Vergleiche von reduktiver Kunst mit minimalistischer Musik scheint ein Klischee, aber ich riskiere die Banalität und schlage eine Parallele zu Steve Reichs Phasentechnik. Es ist, als ob das Werk eine Art Momentaufnahme aus der Mitte einer phasierten Melodie wäre, wobei der Zuhörer nicht sicher ist, ob sich die beiden Teile wiederholen, weit auseinander bewegt haben, um sich gegenseitig zu verdoppeln, in chaotisches Geläute abgesunken sind, oder fast zur Einstimmigkeit zurückkehren. Der Aufbau eines jeden Bildes scheint ein Ausschnitt eines Musters zu sein, zu dem der Betrachter, und wahrscheinlich auch der Künstler selbst, kein Zugang hat.
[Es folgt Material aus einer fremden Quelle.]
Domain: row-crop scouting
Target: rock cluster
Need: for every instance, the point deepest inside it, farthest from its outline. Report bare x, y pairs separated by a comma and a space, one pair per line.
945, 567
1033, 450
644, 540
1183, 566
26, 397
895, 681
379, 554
Ebenso wie der Vergleich mit dem Minimalismus in der Musik ist es eine weitere Stolperfalle, diese Art von Kunst als „subtil“ zu bezeichnen. Ich benutze das Wort hier, aber ich versuche, mich ganz gewiss möglichst präzise auszudrücken. Ich möchte behaupten, dass Abrahams Variationen auf ähnliche Weise wahrgenommen werden, wie die Kleinintervalle der Zwölftonleiter, wenn man diese als angenehm empfindet. Diese Formen scheinen vertraut, sind jedoch leicht schräg und etwas näher, als wir sie verortet hätten. Aber genau in dieser besonderen Subtilität liegt die Spannung und Dramatik in Abrahams Gemälden.

Die beengte kompositionelle Spannung wird durch die neuste Verwendung von Farbe erweitert. Die jüngsten Gemälde weisen leicht unterschiedliche Farbnuancen nebeneinander auf, sodass die Nutzung von Farbe und Form die Subtilität des jeweils anderen widerspiegelt und verstärkt, d. h. die Farben sind genauso nah beieinander auf dem Farbspektrum wie die Formen im Bild. Abrahams hat also eine Tonleiter mit eigenen Intervallen erstellt, mit denen er „komponiert“.

Im Gegensatz zu LeWitt handelt es sich bei seinem Werk weniger um eine Methode, die Wirklichkeit zu ordnen; er möchte eher, dass wir die Aufmerksamkeit darauf richten. Dies führt uns zu einem weiteren viel verwendeten Schlagwort in der Beschreibung von Kunst: meditativ. LeWitt ist ein Künstler, der uns dazu einlädt, sich mit der Welt der Ideen auseinanderzusetzen. Diese Art des Schaffens und Denkens benötigt eine konkrete Struktur, um darauf aufzubauen. Es braucht ein Gitter. Abrahams Werk sollte vielmehr erfahren als diskutiert werden. Daher ist es schwierig, darüber zu schreiben, und dies ist auch der Grund, warum ich so sehr auf Analogien zurückgreife. Das Werk lädt zur Meditation ein, aber nicht zur passiven Meditation mit dem Ziel, den Betrachter zu besänftigen und ruhig zu stimmen, sondern zur aktiven Meditation, die den Betrachter dazu herausfordert, die gesellschaftliche Konstruktion von Kategorien und Grenzen zu hinterfragen. Es reißt die Gitter auseinander.